OPINIÃO – Reforma na tributação dos lucros e dividendos como meio para se atingir maior equidade

Frederico Pompeo Parreira

O Brasil é a nona maior economia do mundo, mas é também um dos países mais desiguais do planeta. Um dos grandes culpados é o sistema tributário vigente no país. Enquanto nas nações desenvolvidas a maior incidência de impostos recai sobre o patrimônio e a renda, no Brasil ela ocorre sobretudo no consumo, o que afeta os mais pobres.

Estudos do Fundo Monetário Internacional demonstram que países com mais igualdade apresentam crescimento econômico maior, com mais estabilidade [1].

Para florescer, a economia capitalista precisa da imposição do Direito Criminal, Contratual, Empresarial e Civil. Assim, a economia moderna seria impossível sem a estrutura fornecida pelo governo, que é sustentado pelos impostos [2].

Tributação e cooperação social

Desta forma, o tributo não pode mais ser visto como mero encargo ou sacrifício, mas sim como preço pago pelos cidadãos para se viver em liberdade [3].
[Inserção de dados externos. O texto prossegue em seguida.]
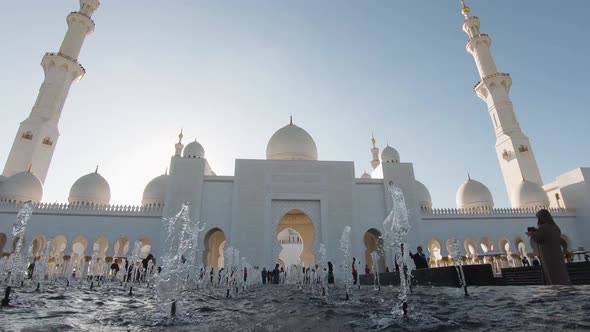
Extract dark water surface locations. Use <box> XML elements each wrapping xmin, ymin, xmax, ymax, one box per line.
<box><xmin>0</xmin><ymin>284</ymin><xmax>590</xmax><ymax>331</ymax></box>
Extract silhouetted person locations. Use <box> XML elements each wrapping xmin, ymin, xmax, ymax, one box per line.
<box><xmin>272</xmin><ymin>263</ymin><xmax>281</xmax><ymax>285</ymax></box>
<box><xmin>527</xmin><ymin>209</ymin><xmax>571</xmax><ymax>285</ymax></box>
<box><xmin>410</xmin><ymin>246</ymin><xmax>428</xmax><ymax>269</ymax></box>
<box><xmin>111</xmin><ymin>261</ymin><xmax>119</xmax><ymax>278</ymax></box>
<box><xmin>328</xmin><ymin>262</ymin><xmax>334</xmax><ymax>284</ymax></box>
<box><xmin>352</xmin><ymin>257</ymin><xmax>359</xmax><ymax>285</ymax></box>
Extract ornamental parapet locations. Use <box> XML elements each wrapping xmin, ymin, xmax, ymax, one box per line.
<box><xmin>473</xmin><ymin>72</ymin><xmax>510</xmax><ymax>90</ymax></box>
<box><xmin>45</xmin><ymin>52</ymin><xmax>86</xmax><ymax>74</ymax></box>
<box><xmin>420</xmin><ymin>207</ymin><xmax>576</xmax><ymax>217</ymax></box>
<box><xmin>0</xmin><ymin>201</ymin><xmax>164</xmax><ymax>217</ymax></box>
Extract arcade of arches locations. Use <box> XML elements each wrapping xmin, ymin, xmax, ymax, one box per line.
<box><xmin>0</xmin><ymin>233</ymin><xmax>151</xmax><ymax>278</ymax></box>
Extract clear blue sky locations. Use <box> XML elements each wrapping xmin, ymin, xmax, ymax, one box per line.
<box><xmin>0</xmin><ymin>0</ymin><xmax>590</xmax><ymax>207</ymax></box>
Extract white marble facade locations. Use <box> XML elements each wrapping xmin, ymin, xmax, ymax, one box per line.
<box><xmin>0</xmin><ymin>0</ymin><xmax>590</xmax><ymax>274</ymax></box>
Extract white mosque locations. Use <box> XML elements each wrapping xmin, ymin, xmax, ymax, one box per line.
<box><xmin>0</xmin><ymin>0</ymin><xmax>590</xmax><ymax>278</ymax></box>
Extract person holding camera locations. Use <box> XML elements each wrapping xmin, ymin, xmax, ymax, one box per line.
<box><xmin>526</xmin><ymin>209</ymin><xmax>571</xmax><ymax>285</ymax></box>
Portanto, a liberdade pessoal só existe com a cooperação social, administrada pelo governo. O direito à propriedade privada, por exemplo, nunca existiria se a polícia não o protegesse [4].
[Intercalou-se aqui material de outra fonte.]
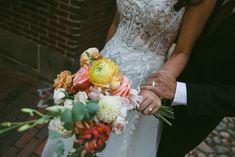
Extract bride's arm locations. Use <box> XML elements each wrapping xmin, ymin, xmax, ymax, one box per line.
<box><xmin>106</xmin><ymin>11</ymin><xmax>120</xmax><ymax>42</ymax></box>
<box><xmin>162</xmin><ymin>0</ymin><xmax>216</xmax><ymax>78</ymax></box>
Os níveis de desigualdade vistos hoje no Brasil ou nos Estados Unidos não são inevitáveis ou fruto de leis inexoráveis da economia, mas sim uma questão de opções políticas [5].

Nos países ocidentais, no fim do século 19 e início do 20, o sistema escolar era extremamente elitista. Em seguida, o investimento em educação foi multiplicado até chegar a cerca de 6% da renda nacional nos anos 1990. E, para isto, obviamente foram essenciais os impostos [6].
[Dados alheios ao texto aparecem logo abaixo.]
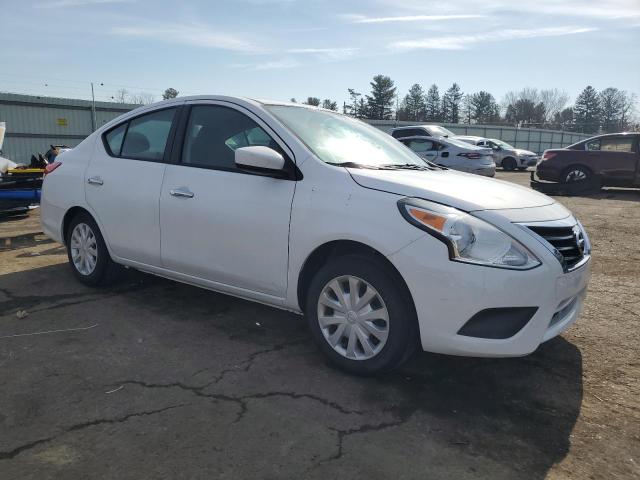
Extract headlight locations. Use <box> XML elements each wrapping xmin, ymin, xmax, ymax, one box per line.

Cobra-se mais de quem ganha mais

A Constituição de 1988 consagra um amplo rol de direitos fundamentais, estabelecendo, no artigo 3º, I, o objetivo de se construir uma sociedade livre, justa e solidária. O Estado brasileiro é fiscal, havendo um dever fundamental de pagar tributos, na medida da capacidade contributiva de cada cidadão [7].

Qualquer sistema minimamente progressivo, cobra mais de quem ganha mais. A maior alíquota de imposto de renda hoje é de 40% nos EUA, mas ela já foi de 90% ao final da Segunda Guerra [8]. No Brasil também houve redução das alíquotas de IRPF e hoje ela é de no máximo 27,5%.

A reforma tributária brasileira, aprovada no fim de 2023, criou um imposto sobre valor adicionado (IVA) dual, que substituirá cinco tributos atualmente em vigor (IPI, ICMS, ISS, PIS e Cofins). A reforma contém pontos positivos como: unificação de tributos, maior transparência e deslocamento da tributação para o destino. Ainda assim, essas mudanças têm foco no consumo, sendo que, de acordo com o artigo 145 da Constituição de 1988, a tributação deveria ser predominantemente direta, de caráter pessoal e progressiva.

IRPF e igualdade tributária

Sendo assim, serão necessárias novas alterações no sistema tributário, desta vez abarcando os impostos diretos, como o IRPF (imposto sobre a renda das pessoas físicas). Este é um tributo apropriado para atender à igualdade tributária, já que ele descreve de maneira mais fidedigna a riqueza do contribuinte, abrangendo aspectos pessoais e não permitindo a transferência do ônus fiscal.

Lucros e dividendos

Hoje em dia no Brasil, certos rendimentos simplesmente não sofrem qualquer taxação, como é o caso daqueles provenientes dos lucros e dividendos recebidos por sócios e acionistas, que são isentos desde 1996 (regra do artigo 10 da Lei 9.249).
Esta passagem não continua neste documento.